= Haplotype convergence =

Haplotype convergence is the unrelated appearance of identical haplotypes in separate populations, through either convergent evolution or random chance.

== Description ==
Haplotype convergence is rare, due to the sheer odds involved of two unrelated individuals independently evolving exactly the same genetic sequence in the site of interest. Thus, haplotypes are shared mainly between very closely related individuals, as the genetic information in two related individuals will be much more similar than between unrelated individuals. Substitution bias further increases the likelihood of haplotype convergence, as this increases the probability of mutations occurring at the same site. Sequences may also diverge from the same original sequence and then revert, converging in this manner. Convergence through convergent evolution in two unrelated groups is much less common, as derived traits may arise through dramatically different pathways.

Erroneously determining two individuals to be identical due to haplotype convergence becomes much less likely when more genetic markers are tested, since that would require a larger amount of extremely rare coincidences. With modern high-throughput sequencing approaches, sequencing a large set of markers, or even the entire genome, is much more feasible and greatly minimizes these issues.

== Examples ==
In some regions, due to low diversity in the Y-STR gene (often used to study surname origin), haplotype convergence may confuse analyses, concluding unrelated individuals to be very closely related.

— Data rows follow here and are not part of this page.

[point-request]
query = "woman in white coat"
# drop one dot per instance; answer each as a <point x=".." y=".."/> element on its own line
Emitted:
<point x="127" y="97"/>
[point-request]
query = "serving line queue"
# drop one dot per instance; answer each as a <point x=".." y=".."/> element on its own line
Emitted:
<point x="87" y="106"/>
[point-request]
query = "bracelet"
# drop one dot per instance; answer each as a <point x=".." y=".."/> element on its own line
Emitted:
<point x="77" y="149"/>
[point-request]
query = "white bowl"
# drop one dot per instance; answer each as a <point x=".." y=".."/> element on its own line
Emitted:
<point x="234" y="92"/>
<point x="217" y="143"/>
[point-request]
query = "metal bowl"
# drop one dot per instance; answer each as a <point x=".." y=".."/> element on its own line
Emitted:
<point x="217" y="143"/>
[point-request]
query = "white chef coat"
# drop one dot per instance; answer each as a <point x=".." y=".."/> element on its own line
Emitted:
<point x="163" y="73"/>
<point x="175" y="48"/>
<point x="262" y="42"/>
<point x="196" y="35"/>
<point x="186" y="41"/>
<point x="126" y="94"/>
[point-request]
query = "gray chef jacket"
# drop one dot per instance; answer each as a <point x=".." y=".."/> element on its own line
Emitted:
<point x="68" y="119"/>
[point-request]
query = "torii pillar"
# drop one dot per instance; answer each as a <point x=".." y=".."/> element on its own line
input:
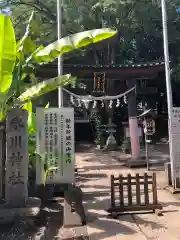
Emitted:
<point x="133" y="121"/>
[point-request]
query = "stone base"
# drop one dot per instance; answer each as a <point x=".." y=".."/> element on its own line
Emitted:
<point x="132" y="163"/>
<point x="73" y="208"/>
<point x="9" y="214"/>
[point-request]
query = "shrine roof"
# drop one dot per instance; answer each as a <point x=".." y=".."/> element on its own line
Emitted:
<point x="113" y="71"/>
<point x="130" y="65"/>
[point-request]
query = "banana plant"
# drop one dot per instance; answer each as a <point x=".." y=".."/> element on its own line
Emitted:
<point x="18" y="62"/>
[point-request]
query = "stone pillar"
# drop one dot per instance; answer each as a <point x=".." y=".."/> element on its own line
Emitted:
<point x="16" y="192"/>
<point x="133" y="121"/>
<point x="2" y="157"/>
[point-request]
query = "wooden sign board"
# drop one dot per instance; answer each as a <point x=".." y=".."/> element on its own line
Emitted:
<point x="55" y="145"/>
<point x="149" y="126"/>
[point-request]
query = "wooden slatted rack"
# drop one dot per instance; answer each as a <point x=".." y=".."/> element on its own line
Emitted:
<point x="138" y="188"/>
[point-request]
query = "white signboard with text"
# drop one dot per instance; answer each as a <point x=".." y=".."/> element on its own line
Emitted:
<point x="175" y="129"/>
<point x="55" y="145"/>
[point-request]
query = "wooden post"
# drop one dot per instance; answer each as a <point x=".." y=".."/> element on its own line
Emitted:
<point x="154" y="189"/>
<point x="146" y="190"/>
<point x="2" y="157"/>
<point x="121" y="190"/>
<point x="16" y="190"/>
<point x="133" y="122"/>
<point x="138" y="194"/>
<point x="112" y="192"/>
<point x="129" y="190"/>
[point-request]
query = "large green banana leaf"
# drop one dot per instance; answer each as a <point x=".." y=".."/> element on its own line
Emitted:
<point x="45" y="87"/>
<point x="75" y="41"/>
<point x="7" y="53"/>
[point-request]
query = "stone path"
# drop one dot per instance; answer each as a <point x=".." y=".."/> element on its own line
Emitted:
<point x="95" y="169"/>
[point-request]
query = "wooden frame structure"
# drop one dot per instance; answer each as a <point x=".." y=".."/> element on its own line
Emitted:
<point x="118" y="185"/>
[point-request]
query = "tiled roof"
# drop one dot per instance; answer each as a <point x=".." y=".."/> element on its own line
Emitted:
<point x="133" y="65"/>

Similarly, a study of New World mitochondrial DNA haplogroups observed that similarities in haplotypes between Native Americans and Asians were a result of the hypervariability of the HVSI region in mitochondrial DNA, rather than common ancestry.

As an example of haplotype convergence due to convergent evolution in more distantly related groups, threespine stickleback in blackwater environments similar to that of the ancient bluefin killifish and black bream independently evolved the same haplotype in the SWS2 gene, which promotes better eyesight in those conditions.